The challenges of using hydrogen go beyond body shape, though. Redesigning a modern jet engine to run on the stuff is likely to be a multi-billion-dollar endeavour. Hydrogen burns faster than kerosene, and also burns hotter. That means materials exposed to its combustion experience greater stresses. It also risks increasing the pollution generated in the form of oxides of nitrogen, which would partially negate the environmental benefits of burning hydrogen. And it would be useful to arrange matters so that some of the energy used to compress or liquefy the hydrogen for storage could be recovered and put to work.
For the next few years, Airbus will focus on developing the twin technologies of fuel-cells and hydrogen-powered turbines in parallel with the design of their future aircraft. If demonstrations on the ground succeed, the firm hopes to have airborne demonstrators—what Glenn Llewellyn, Airbus’s vice-president for zero-emission aircraft, calls flying testbeds—in the air by 2025. A full-scale prototype would follow by the end of the decade, with the first zero-emission commercial airliner entering service by 2035. Who would supply the engines for such an aircraft is not yet clear. Rolls Royce, for one, though, are looking into the question of hydrogen-powered turbines.
So far, Boeing has not followed suit. This geographical split may be no coincidence. Airbus, though now a public company, started as a consortium of firms from three countries in the European Union, and a quarter of its shares are government-owned. EU public policy is firmly anti-climate change, as is public policy in Britain, which joined the consortium later and which has now left the EU. That policy translates into actual money for relevant research via the union’s Clean Sky 2 programme.

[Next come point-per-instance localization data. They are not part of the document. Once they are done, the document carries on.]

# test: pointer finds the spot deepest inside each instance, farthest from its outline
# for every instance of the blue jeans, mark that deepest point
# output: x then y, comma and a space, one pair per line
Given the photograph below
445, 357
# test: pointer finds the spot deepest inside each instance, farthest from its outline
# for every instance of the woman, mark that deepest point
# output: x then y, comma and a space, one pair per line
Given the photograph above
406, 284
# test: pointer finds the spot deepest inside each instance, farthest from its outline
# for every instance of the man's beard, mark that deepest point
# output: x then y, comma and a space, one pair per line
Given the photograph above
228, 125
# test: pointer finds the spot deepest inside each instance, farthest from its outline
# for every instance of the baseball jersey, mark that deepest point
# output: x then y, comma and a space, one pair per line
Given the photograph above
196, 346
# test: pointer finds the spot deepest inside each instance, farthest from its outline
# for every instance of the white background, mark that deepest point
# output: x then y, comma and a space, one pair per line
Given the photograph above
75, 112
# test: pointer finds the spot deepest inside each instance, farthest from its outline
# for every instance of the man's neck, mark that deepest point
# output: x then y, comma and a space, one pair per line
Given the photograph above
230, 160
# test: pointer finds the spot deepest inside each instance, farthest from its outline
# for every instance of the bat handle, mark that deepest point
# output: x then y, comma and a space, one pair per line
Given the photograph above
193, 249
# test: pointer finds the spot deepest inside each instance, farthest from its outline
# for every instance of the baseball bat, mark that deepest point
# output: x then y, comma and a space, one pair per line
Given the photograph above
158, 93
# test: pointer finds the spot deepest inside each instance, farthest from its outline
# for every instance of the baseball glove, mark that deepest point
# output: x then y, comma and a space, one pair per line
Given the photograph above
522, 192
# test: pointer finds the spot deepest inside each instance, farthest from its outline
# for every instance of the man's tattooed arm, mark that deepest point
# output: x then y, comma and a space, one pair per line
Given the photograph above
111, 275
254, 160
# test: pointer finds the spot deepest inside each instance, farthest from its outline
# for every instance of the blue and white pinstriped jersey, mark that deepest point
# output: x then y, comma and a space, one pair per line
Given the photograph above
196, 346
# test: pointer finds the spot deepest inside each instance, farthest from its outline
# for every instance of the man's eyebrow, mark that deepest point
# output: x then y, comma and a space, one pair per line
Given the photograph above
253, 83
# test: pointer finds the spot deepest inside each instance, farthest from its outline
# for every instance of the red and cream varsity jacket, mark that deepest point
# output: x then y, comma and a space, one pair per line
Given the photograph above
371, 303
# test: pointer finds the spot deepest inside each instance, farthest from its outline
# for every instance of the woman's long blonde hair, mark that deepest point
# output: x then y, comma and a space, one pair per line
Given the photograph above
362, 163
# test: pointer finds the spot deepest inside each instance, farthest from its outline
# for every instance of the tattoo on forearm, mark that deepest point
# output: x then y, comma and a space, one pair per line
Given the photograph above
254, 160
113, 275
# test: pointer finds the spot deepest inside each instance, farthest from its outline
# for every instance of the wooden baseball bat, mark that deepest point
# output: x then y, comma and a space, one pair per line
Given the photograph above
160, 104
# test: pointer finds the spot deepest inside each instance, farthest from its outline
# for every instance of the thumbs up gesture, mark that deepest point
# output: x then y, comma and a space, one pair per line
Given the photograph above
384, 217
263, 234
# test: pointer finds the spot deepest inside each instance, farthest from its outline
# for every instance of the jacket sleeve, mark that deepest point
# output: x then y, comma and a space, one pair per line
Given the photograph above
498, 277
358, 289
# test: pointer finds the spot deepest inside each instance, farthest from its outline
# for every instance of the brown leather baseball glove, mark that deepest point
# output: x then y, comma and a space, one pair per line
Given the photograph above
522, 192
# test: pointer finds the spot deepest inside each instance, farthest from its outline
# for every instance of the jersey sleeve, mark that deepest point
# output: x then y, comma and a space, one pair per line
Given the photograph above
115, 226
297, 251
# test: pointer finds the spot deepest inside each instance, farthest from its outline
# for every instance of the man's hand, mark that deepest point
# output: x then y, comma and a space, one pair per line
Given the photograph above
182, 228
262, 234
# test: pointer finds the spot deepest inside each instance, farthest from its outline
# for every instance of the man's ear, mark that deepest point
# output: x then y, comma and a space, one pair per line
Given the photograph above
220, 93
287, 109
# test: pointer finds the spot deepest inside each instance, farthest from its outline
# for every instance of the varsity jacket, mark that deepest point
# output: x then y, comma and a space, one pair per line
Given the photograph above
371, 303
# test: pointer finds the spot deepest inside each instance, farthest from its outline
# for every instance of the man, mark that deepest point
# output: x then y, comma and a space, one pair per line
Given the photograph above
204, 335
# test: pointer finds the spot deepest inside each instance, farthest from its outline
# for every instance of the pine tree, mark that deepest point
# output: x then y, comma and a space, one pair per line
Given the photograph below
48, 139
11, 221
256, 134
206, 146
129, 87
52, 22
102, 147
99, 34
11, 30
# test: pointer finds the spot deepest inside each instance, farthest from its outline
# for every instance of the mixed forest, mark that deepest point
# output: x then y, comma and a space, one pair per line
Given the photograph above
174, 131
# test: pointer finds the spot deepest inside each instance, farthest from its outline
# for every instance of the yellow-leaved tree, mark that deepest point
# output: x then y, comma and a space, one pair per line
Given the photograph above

No such support, either moral or financial, has been on offer in America over the past four years. Joe Biden’s incoming administration, however, seems of one mind with Europe on matters environmental. And this new direction is likely, as in Europe, to be accompanied by public money. Boeing, moreover, would be taking a gamble by leaving hydrogen-power to Airbus. If the technology succeeded, it would risk losing an important part of its market—and that is something it certainly cannot afford to do.